Wednesday, January 28, 2009

Creation from a creator's view

It's icy out. I thought I'd get to skip work today but there's too much to do. So here I am and here's a quick post for today.

I have a tendency to take mythological people and events and twist them. Usually it involves a big misunderstanding by the storyteller. So the other day I'm thinking about Adam and Eve (look, even the Pope admits it's not true).

Take on the mindset of God for a moment here. You've managed to create life. That was fairly easy. Intelligence, however, has proven to be a bit more tricky. You've got lots of animals with a low level intelligence, but nothing very good. Stimulus response was fairly easy. You've gotten some basic problem solving skills in a few birds and apes. But, really, everything you've made just follows the program that you've written for them. You need something that can depart from what the programming tells it. Rabbits that will stand and fight or something like that.

So you have a testing ground made up. Like a maze for a rat. You make up yet another hominid model. You input a basic instruction, "don't eat the fruit on the tree in the middle of the garden or I'll KILL you", and release it into the garden. Then you send in a probe to provide contrary information. "Eat the fruit. The fruit will make you smart." The hominids then have to reason out whether they're going to obey the first set of instructions or break with that. Previous models didn't eat the fruit and the programmer had to go back and see where the flaw was.
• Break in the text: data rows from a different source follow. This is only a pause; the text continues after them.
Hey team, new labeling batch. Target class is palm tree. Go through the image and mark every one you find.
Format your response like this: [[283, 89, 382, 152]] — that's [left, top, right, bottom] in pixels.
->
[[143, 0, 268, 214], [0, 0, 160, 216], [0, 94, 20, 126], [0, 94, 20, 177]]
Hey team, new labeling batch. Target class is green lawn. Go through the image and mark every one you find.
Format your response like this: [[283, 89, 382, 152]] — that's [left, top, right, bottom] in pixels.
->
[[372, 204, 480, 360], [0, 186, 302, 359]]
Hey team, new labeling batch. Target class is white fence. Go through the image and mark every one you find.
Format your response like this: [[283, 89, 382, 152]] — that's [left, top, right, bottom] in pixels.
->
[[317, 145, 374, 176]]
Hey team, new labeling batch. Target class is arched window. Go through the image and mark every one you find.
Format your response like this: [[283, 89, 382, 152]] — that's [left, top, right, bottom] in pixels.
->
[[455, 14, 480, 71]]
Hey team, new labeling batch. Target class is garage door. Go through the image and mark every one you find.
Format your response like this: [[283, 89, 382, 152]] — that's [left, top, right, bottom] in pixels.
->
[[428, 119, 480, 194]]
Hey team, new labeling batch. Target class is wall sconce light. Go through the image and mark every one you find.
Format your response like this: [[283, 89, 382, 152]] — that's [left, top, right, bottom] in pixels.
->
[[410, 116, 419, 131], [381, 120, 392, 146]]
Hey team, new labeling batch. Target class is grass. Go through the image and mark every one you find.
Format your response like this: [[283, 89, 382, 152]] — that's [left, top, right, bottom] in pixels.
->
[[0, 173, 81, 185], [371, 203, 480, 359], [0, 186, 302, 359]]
These new ones, however, eat the fruit. This proves they are capable of independent thought and action. The programmer does a little dance and then releases them into the planet he's been working on.

Of course, I'm abandoning all pretense of god's love and all that stuff. As the programmer there's a certain pride in his work and he'd hate to see anything happen to it, but he could just as soon chuck it in the bin or put it in storage when he finishes the next model.